Dance Through Heartbreak With Tzar

Like all the pop greats before her, Tzar wants to get you crying on the dance floor — an art perfected by the likes of Robyn, who use '80s-inflected dance production to set up their most personal stories of heartbreak. On I'm ok, Tzar's debut EP available now, the LA by way of Moscow musician documents her journey in and out of love across seven tracks. As its title suggests though, Tzar came out on the other side to share her experience.

"The songs are all mementos into my life when it felt like I was witnessing everything around me falling apart while also somehow knowing that it was just the beginning in so many ways," Tzar says of I'm ok. "All these records bear witness to who I was at the time and how I journeyed through a nearly decades' long relationship falling apart."
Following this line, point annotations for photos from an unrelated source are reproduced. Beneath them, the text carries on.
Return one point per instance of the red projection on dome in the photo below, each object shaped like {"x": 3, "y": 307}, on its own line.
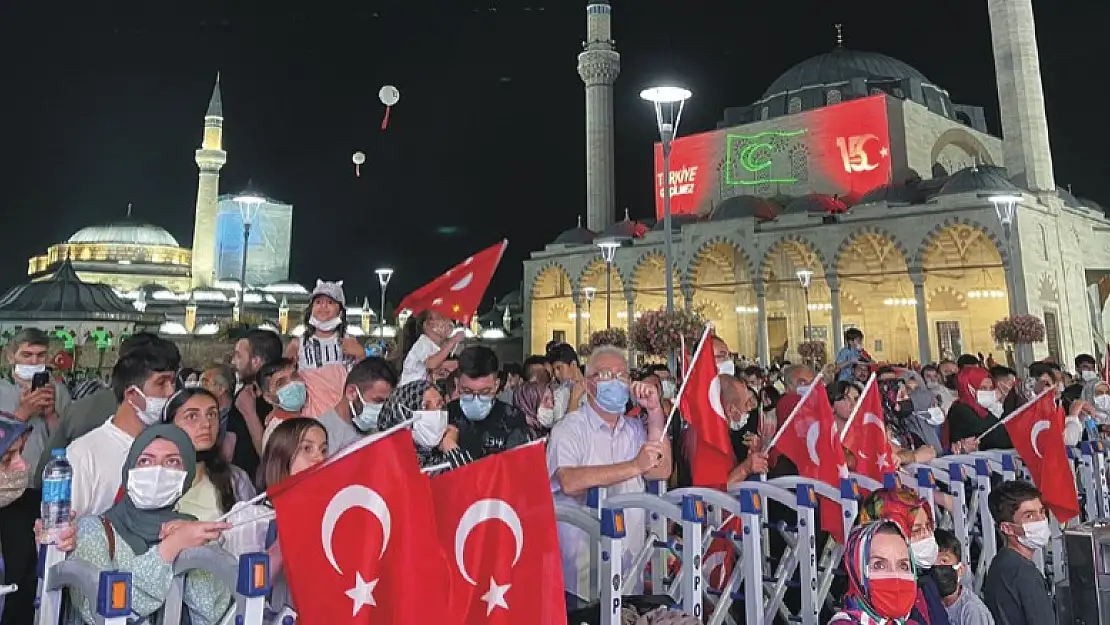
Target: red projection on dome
{"x": 841, "y": 150}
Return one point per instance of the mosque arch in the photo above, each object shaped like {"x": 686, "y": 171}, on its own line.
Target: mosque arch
{"x": 720, "y": 272}
{"x": 552, "y": 306}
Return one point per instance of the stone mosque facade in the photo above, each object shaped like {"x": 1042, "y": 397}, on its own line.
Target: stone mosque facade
{"x": 856, "y": 167}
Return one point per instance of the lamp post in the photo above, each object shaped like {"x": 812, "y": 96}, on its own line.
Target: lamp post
{"x": 249, "y": 203}
{"x": 806, "y": 278}
{"x": 384, "y": 274}
{"x": 608, "y": 252}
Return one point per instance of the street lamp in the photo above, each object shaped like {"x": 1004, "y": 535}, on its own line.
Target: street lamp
{"x": 608, "y": 252}
{"x": 384, "y": 274}
{"x": 668, "y": 102}
{"x": 249, "y": 203}
{"x": 806, "y": 278}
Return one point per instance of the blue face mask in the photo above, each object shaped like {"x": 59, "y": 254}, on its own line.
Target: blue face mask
{"x": 292, "y": 396}
{"x": 612, "y": 395}
{"x": 475, "y": 407}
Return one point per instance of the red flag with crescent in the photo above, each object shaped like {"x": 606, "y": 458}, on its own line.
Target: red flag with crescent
{"x": 457, "y": 293}
{"x": 354, "y": 538}
{"x": 496, "y": 521}
{"x": 1037, "y": 431}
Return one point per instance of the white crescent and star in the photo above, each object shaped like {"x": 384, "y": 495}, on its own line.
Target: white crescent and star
{"x": 350, "y": 497}
{"x": 1038, "y": 427}
{"x": 478, "y": 512}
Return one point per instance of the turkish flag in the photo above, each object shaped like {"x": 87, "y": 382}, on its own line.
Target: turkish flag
{"x": 355, "y": 535}
{"x": 457, "y": 293}
{"x": 700, "y": 406}
{"x": 866, "y": 436}
{"x": 496, "y": 521}
{"x": 1037, "y": 431}
{"x": 809, "y": 440}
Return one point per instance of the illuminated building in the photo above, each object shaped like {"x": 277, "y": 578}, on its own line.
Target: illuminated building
{"x": 920, "y": 261}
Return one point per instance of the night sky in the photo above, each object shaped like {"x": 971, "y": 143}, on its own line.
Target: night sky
{"x": 104, "y": 107}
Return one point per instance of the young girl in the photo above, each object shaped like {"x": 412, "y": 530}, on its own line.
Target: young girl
{"x": 426, "y": 342}
{"x": 325, "y": 352}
On EP hightlight "Now That Ur Gone," Tzar reaches the point we all fantasize about post-breakup, when the clouds finally clear and life begins to feel like a dream again. The David Dutton-directed music video, featuring choreography by Ben Chung, brings this energy to life, as Tzar dances alone throughout an empty home. "Now that you're gone, this song is on repeat," she sings, surrounded by nostalgic, lo-fi edits.
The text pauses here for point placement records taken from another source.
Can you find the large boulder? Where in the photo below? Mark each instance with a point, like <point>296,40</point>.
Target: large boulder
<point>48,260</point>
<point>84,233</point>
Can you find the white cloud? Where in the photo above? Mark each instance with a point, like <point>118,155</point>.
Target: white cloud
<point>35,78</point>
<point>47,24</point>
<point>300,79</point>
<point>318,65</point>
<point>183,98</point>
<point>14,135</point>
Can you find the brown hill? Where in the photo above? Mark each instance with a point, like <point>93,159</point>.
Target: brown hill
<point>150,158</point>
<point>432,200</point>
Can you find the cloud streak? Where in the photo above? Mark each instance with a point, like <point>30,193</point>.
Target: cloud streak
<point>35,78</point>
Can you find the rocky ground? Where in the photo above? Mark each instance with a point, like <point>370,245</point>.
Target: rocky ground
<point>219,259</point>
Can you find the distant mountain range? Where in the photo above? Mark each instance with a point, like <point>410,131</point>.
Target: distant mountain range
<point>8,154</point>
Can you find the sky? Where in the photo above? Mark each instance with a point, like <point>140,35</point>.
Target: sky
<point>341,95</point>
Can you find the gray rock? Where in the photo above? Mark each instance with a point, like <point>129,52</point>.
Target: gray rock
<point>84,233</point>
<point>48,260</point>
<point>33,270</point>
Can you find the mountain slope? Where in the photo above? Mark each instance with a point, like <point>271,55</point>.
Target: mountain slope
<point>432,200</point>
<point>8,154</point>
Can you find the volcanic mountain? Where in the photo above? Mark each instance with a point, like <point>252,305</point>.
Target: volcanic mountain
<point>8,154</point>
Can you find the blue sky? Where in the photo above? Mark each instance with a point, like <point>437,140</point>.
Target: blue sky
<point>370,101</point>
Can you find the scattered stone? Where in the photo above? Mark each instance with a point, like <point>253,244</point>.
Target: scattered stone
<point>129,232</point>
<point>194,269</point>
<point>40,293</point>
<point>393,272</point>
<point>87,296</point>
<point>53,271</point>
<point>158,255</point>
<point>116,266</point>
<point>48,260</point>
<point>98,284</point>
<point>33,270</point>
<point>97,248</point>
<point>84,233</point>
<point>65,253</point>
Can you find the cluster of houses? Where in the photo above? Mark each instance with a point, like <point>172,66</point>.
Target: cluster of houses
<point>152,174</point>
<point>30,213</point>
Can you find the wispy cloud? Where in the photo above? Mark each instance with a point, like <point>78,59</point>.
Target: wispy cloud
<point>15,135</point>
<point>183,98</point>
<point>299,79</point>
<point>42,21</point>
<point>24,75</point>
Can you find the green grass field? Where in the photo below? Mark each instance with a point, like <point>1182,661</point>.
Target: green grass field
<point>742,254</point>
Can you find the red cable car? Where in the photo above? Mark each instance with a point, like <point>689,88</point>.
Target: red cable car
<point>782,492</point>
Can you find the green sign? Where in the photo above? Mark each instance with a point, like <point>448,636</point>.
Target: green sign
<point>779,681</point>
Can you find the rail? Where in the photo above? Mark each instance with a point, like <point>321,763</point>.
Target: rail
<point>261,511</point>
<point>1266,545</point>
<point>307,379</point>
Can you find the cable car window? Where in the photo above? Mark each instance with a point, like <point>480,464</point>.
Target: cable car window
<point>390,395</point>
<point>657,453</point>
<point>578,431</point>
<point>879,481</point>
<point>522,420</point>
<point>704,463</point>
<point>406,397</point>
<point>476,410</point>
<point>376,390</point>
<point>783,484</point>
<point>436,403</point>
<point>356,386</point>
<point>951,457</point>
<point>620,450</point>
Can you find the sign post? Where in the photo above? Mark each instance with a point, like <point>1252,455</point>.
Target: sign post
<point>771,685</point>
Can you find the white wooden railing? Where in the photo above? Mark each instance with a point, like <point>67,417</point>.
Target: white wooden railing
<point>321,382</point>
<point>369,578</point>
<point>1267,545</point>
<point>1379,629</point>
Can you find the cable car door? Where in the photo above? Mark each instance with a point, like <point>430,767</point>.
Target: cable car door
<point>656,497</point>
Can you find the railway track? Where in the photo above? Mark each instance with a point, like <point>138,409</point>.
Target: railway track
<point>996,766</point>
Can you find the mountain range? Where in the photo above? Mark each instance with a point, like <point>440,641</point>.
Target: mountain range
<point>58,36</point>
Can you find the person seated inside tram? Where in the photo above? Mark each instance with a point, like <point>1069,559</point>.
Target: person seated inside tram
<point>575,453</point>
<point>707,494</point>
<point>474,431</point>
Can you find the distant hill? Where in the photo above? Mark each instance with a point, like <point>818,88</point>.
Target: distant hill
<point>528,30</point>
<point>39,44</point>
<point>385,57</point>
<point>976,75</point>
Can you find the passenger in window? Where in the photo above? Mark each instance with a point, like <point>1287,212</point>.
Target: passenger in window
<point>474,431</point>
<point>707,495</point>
"The video for 'Now That Ur Gone' started out when I wrote the record," Tzar continues. "I was fresh out of a long-term relationship and I was literally alone on the floor in the house I was about to move out of. The song was describing how I felt alone and liberated at the same time after everything in my life seemingly fell apart. When I was completely reduced to myself with no distractions and with nobody else around."
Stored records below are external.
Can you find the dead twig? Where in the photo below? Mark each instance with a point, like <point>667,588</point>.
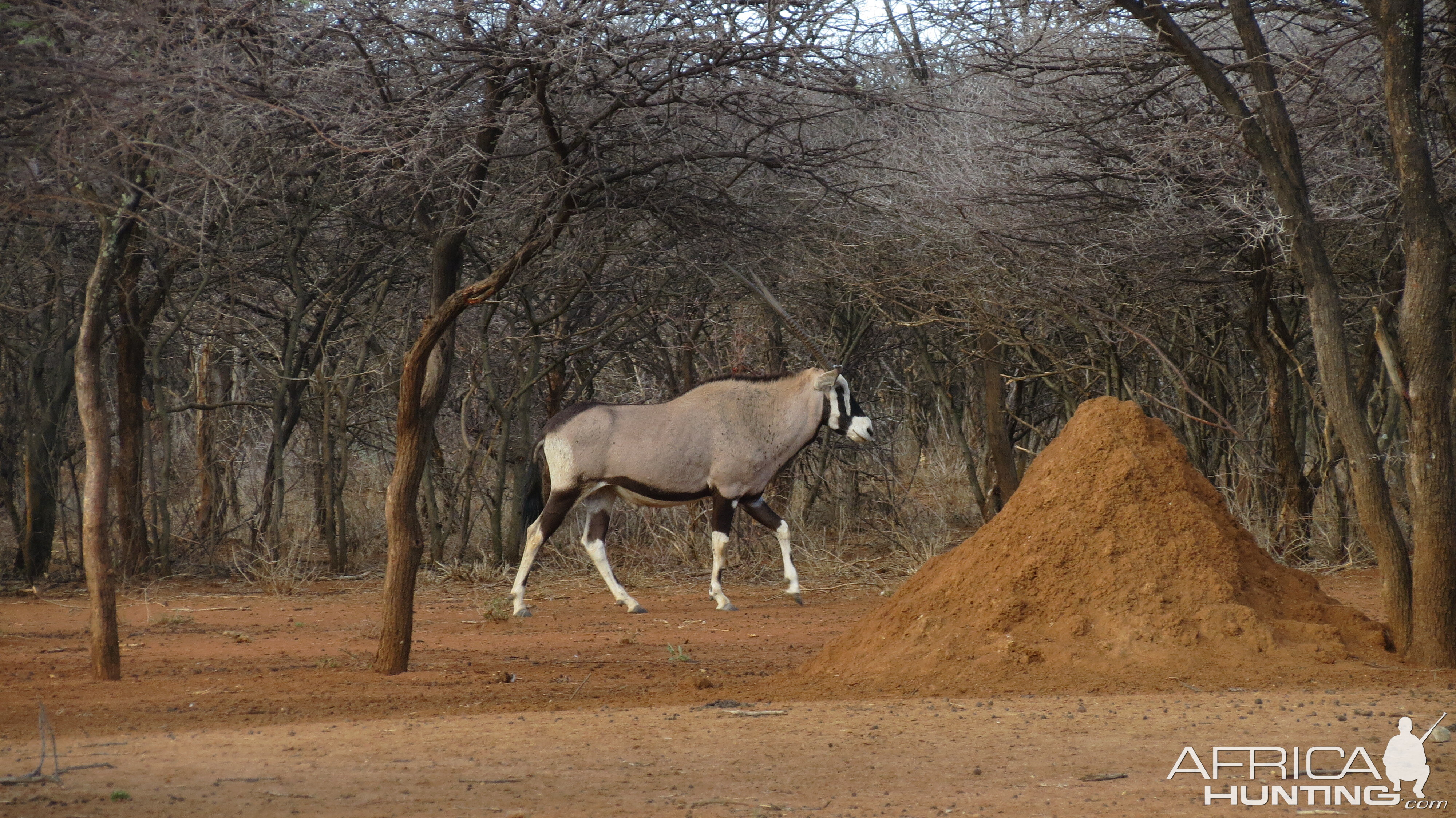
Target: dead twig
<point>490,781</point>
<point>37,592</point>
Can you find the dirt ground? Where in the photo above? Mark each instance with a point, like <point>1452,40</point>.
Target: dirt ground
<point>238,704</point>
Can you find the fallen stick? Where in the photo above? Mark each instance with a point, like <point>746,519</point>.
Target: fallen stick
<point>490,781</point>
<point>580,686</point>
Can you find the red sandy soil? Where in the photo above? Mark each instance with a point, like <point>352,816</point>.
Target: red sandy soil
<point>1141,621</point>
<point>206,726</point>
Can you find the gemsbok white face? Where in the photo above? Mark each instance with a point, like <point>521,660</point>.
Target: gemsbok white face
<point>845,416</point>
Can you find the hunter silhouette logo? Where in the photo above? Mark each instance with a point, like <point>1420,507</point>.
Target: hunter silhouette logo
<point>1404,761</point>
<point>1406,758</point>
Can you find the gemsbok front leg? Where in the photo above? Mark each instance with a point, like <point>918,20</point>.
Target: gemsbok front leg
<point>723,523</point>
<point>537,535</point>
<point>772,522</point>
<point>595,541</point>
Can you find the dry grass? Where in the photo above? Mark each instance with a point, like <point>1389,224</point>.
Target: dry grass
<point>285,574</point>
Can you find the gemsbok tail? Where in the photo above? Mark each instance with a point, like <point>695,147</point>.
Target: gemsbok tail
<point>538,490</point>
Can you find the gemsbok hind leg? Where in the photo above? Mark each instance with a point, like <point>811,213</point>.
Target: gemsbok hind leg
<point>723,523</point>
<point>555,513</point>
<point>772,522</point>
<point>595,541</point>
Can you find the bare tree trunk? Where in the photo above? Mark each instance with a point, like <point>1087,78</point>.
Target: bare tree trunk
<point>1282,167</point>
<point>1295,491</point>
<point>998,442</point>
<point>1426,340</point>
<point>106,653</point>
<point>414,434</point>
<point>213,386</point>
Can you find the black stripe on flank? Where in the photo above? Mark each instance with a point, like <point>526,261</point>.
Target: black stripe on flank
<point>656,494</point>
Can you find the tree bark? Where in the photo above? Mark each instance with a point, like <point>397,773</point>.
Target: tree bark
<point>1297,493</point>
<point>998,443</point>
<point>1426,340</point>
<point>215,382</point>
<point>132,432</point>
<point>1281,164</point>
<point>414,436</point>
<point>106,653</point>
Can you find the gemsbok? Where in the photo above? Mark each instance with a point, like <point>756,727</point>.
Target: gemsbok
<point>724,439</point>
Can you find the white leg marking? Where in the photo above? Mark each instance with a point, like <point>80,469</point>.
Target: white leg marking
<point>534,544</point>
<point>598,551</point>
<point>716,587</point>
<point>790,573</point>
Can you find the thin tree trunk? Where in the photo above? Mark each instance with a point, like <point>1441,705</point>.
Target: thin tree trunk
<point>998,442</point>
<point>132,432</point>
<point>413,430</point>
<point>1281,164</point>
<point>215,382</point>
<point>1295,491</point>
<point>106,653</point>
<point>1426,337</point>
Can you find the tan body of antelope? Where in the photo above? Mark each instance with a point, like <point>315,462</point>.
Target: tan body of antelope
<point>723,440</point>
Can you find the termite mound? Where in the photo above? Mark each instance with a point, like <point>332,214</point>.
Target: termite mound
<point>1116,567</point>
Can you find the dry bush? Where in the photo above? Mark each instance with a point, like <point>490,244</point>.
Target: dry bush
<point>283,576</point>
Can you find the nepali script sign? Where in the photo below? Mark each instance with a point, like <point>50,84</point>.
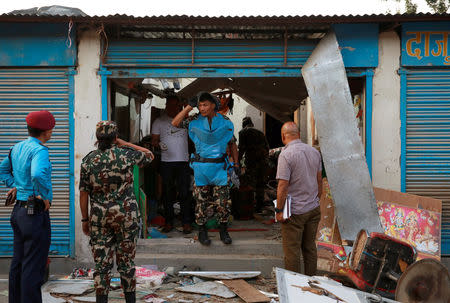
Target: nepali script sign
<point>425,44</point>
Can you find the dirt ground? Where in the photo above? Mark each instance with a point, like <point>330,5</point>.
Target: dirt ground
<point>166,291</point>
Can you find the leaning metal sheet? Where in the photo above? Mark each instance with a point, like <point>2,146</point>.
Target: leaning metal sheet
<point>341,147</point>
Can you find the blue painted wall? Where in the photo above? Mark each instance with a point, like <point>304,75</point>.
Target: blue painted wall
<point>36,44</point>
<point>358,43</point>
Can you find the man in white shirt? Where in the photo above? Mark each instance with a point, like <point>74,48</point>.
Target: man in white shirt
<point>174,169</point>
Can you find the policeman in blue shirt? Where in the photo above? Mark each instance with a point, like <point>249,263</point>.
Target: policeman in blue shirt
<point>27,170</point>
<point>212,134</point>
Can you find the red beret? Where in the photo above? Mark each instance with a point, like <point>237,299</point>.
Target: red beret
<point>42,120</point>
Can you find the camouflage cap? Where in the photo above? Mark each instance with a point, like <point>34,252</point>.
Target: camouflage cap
<point>106,127</point>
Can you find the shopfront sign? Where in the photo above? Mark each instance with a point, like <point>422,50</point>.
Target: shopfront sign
<point>426,44</point>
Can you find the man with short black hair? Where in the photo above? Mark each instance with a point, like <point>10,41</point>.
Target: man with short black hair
<point>27,170</point>
<point>299,175</point>
<point>174,168</point>
<point>211,133</point>
<point>254,151</point>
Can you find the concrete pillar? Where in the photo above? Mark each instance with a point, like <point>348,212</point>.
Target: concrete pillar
<point>87,114</point>
<point>386,141</point>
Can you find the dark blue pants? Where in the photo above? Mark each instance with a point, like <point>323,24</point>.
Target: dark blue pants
<point>175,178</point>
<point>31,244</point>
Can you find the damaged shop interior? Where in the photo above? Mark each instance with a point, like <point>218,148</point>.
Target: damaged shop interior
<point>136,103</point>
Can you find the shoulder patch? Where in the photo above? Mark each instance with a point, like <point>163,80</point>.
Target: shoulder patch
<point>89,154</point>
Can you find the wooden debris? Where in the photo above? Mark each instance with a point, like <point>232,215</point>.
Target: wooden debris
<point>245,291</point>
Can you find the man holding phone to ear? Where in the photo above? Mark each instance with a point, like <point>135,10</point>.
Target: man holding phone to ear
<point>27,170</point>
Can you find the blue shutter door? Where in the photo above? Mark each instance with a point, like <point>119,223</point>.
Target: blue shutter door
<point>428,140</point>
<point>22,91</point>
Below, Tzar breaks down every track off I'm ok and the 10-year-long relationship that inspired her songwriting on the EP.

"What Ur Lookin' For"

Even though this was the first single, we actually wrote it last in the process of the EP. I worked on this record with Djemba Djemba, Hollis Wong-Wear, Kid Froopy and JULIA LEWiS. It became a song that directly reflected where I was in my life at the time. I had just gotten out of an almost 10-year-long relationship and for the first time since that collapsed, I felt a sense of hope and possibility with another person.

"I'm OK"

I walked in the studio the day we wrote "I'm OK," and Sam, the producer and co-writer of the record, played me a bunch of beats. I pretty much instantly gravitated toward this one. Something about the shimmery synths and '80s chords instantly made me want to create a Whitney Houston-esque melody and vocal. The music really allowed me to tap in with that '80s pop space where singers that really sang still made records everyone wanted to dance to.

"Now That Ur Gone"

"Now That Ur Gone" felt like a movie from the minute I heard the music. The lyrics seemed to pour out of me as I described what I saw in my head. The song describes that moment when you realize you're finally alone after a relationship falls apart and you find yourself desperately yearning to get that love back. In my mind, the movie played out as a one-shot dance number in the empty streets of LA. As the dance went on, it became an embrace of the loneliness the city can make you feel. As the shot progressed, its almost as if the landscape itself would become my dance partner. In my mind, LA represented my missing lover and served as a comfort and reminder of a love that once existed.

"Rocket Science"

"Rocket Science" was a declaration of power in my individuality — a record that expressed me standing in my power after my life had seemingly fallen apart. I was reclaiming what love meant to me with this song.


This record was one of the first I wrote for this EP. I was in New York with the MEMBA boys. We went into Redbull studios and honestly it all just happened super fast. I was alone for the first time in nearly a decade and wrote this record after what seemed to be a reconciliatory and revelatory moment between me and my ex-partner.

"Get Gone"

The one true vulnerable ballad on the EP. I remember when my manager showed me Kid Froopy's loop of that dizzying synth riff you hear in the bulk of the background in the record. It was so mesmerizing and, like for a lot of this project, the words just came out of me.


After a year of being single and doing some deep inner healing and work, I slowly started coming out of my shell again. "FBA" was an anthem I wrote after having encountered one too many man-children. So I wrote a record about the last one I will ever deal with in my life [laughs].